In questo momento, dopo un campo di lavoro durato un mese e che ha visto coinvolti 7 volontari italiani, un volontario è ancora sui Monti Nuba per proseguire nel coordinamento dei progetti. Ecco la sua testimonianza in presa diretta su come vengono vissute in questa parte del Sudan le prime elezioni libere dopo il colpo di stato che portò al potere l’attuale presidente Omar al-Bashir.
"Radio Voce di Pace è qui per seguire le prime elezioni multipartitiche che si tengono in Sudan dopo 24 anni": è cominciata con questo annuncio la giornata radiofonica di lunedì 12 aprile negli studi del villaggio di Gidel sui Monti Nuba, zona centrale del Sudan.
In questa zona isolata del Paese più grande dell’Africa, dove ancora moltissimi sono gli analfabeti e la locale stazione radiofonica indipendente rappresenta per molti l’unica fonte di informazione, appare subito chiaro che queste elezioni non saranno quel "passo fondamentale nel processo di trasformazione democratica" auspicato dal Trattato di Pace firmato nel 2005, con il quale si è formalmente interrotta la ventennale guerra civile fra il Nord e il Sud del Paese.
Racconta suor Mary Carmen, che a Gidel dirige la piccola stazione radio del network indipendente SCRN : "Venerdì scorso si sono chiusi i seggi elettorali, dopo 5 giorni di votazioni.
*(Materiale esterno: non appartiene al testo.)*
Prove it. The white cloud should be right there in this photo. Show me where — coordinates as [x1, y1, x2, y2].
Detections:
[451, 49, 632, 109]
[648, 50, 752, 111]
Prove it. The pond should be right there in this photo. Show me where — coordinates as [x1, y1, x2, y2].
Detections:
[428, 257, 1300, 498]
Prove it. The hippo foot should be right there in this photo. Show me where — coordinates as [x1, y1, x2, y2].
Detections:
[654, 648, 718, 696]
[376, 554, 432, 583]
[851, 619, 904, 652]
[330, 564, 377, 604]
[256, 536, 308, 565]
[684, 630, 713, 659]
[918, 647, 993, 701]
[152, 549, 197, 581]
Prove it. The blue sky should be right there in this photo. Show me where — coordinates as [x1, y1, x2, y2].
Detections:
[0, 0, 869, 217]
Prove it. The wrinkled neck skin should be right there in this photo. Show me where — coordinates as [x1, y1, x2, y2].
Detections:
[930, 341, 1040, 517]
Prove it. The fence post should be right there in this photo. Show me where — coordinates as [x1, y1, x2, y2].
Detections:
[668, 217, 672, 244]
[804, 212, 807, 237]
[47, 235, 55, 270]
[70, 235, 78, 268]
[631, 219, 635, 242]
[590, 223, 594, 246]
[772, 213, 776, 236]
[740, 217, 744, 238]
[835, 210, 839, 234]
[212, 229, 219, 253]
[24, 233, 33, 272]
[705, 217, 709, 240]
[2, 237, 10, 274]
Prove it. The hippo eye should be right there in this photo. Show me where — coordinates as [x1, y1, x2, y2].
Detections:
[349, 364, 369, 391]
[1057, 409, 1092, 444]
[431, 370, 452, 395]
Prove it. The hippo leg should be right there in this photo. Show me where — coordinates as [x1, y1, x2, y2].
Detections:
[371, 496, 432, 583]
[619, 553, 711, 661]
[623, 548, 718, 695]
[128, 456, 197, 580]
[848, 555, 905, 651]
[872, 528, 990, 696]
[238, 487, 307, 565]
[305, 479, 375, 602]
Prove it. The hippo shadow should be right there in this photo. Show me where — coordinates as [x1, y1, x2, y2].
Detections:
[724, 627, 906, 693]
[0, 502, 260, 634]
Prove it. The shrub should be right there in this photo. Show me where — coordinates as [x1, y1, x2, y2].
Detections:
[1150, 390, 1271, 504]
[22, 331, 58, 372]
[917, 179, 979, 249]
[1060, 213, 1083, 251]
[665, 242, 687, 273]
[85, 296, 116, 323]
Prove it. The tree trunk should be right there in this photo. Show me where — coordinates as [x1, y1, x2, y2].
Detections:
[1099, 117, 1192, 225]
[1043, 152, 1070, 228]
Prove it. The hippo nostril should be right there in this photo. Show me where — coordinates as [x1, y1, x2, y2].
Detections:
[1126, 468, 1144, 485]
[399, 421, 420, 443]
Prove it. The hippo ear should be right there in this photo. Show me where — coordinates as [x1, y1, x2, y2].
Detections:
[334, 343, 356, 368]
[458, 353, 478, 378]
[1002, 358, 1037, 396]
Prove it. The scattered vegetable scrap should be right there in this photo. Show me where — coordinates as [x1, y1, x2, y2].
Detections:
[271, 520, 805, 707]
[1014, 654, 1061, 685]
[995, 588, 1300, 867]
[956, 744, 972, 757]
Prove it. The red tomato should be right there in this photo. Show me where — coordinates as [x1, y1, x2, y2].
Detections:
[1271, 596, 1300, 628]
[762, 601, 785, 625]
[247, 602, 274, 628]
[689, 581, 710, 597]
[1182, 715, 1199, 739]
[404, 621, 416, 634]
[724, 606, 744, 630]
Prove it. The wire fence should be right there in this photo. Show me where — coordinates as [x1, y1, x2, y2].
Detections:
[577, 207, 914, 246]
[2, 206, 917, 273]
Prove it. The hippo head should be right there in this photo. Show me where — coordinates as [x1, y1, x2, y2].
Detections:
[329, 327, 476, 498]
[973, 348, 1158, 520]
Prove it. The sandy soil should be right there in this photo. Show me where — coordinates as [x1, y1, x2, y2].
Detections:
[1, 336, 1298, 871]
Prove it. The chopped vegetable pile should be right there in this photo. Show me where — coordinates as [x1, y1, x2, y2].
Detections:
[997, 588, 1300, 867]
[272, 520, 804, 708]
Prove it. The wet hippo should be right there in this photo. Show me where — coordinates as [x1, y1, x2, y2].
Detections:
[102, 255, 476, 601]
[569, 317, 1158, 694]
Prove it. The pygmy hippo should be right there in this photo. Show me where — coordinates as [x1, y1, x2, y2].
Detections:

Queste persone sono stati invitate ad esprimere un voto estremamente complicato fatto di 12 preferenze: 2 presidenti, di nord e sud, i membri dei due parlamenti e quelli delle assemblee regionali, con i rispettivi governatori. E pensare che fino alla sera prima non eravamo neppure certi che qui le elezioni si sarebbero svolte!"
I giovani giornalisti che hanno intervistato i votanti all’uscita dai seggi elettorali di Serbule, Kerker, Kumu, Konjo, Gidel, Turra riferiscono un’atmosfera nel complesso serena e senza episodi di violenze direttamente ricollegabili al voto; ma non raccontano di elezioni libere e democratiche: le votazioni sono cominciate un giorno dopo perché le schede elettorali non sono arrivate in tempo ai seggi, alcuni elenchi dei votanti sono stati scambiati tra i seggi, alcune schede riportavano i nomi e i simboli dei candidati ripetuti più volte, la popolazione locale non ha ricevuto alcuna informazione sulle modalità di voto, i maggiori partiti di opposizione hanno boicottato il voto in segno di protesta per presunte irregolarità.
"In questa zona non è neppure stato fatto il censimento di cui ha parlato il governo: come fanno a sapere quanti siamo?" è lo sfogo di una giovane donna, che intanto mostra al nostro volontario italiano una delle piccole radioline a pannelli solari con la quale nei villaggi hanno ascoltato i programmi che la Radio ha dedicato alle elezioni.
Cosa accadrà ora? Nella migliore delle ipotesi verrà confermata la situazione politica precedente e l’attenzione di tutti sarà focalizzata sul referendum per l’autodeterminazione che si terrà nel gennaio 2011, con il quale il Sud deciderà se rimanere parte del Paese o diventare indipendente; molti saranno i problemi da risolvere, fra i quali la definizione dei confini e la conseguente spartizione del petrolio meridionale commercializzato attraverso il Nord.
La piccola radio Voce di Pace continuerà ad informare la popolazione locale con programmi in inglese e in arabo, ma anche nei dialetti locali, cercando di raggiungere i tanti che non hanno alcuna consapevolezza della situazione politica dello Stato in cui vivono.
Il seggio elettorale nel villaggio di Gidel è stato allestito presso la scuola primaria costruita dall’associazione italiana Sorriso per il Sudan onlus; uno dei volontari di Sorriso, che con i giornalisti della Radio ha seguito le elezioni, parla di una grande affluenza di votanti "e di grande felicità degli scolari, che hanno potuto avere una settimana di vacanza".
Al termine delle interviste al seggio di Gidel, il giovane traduttore arabo che accompagna il volontario italiano conclude a mezza voce: "Ho paura che quella di questi giorni sia solo calma apparente, sarà perchè sono nato in un Paese in guerra, ma non riesco ad essere ottimista....".
Speriamo che il nostro giovane amico sudanese abbia torto.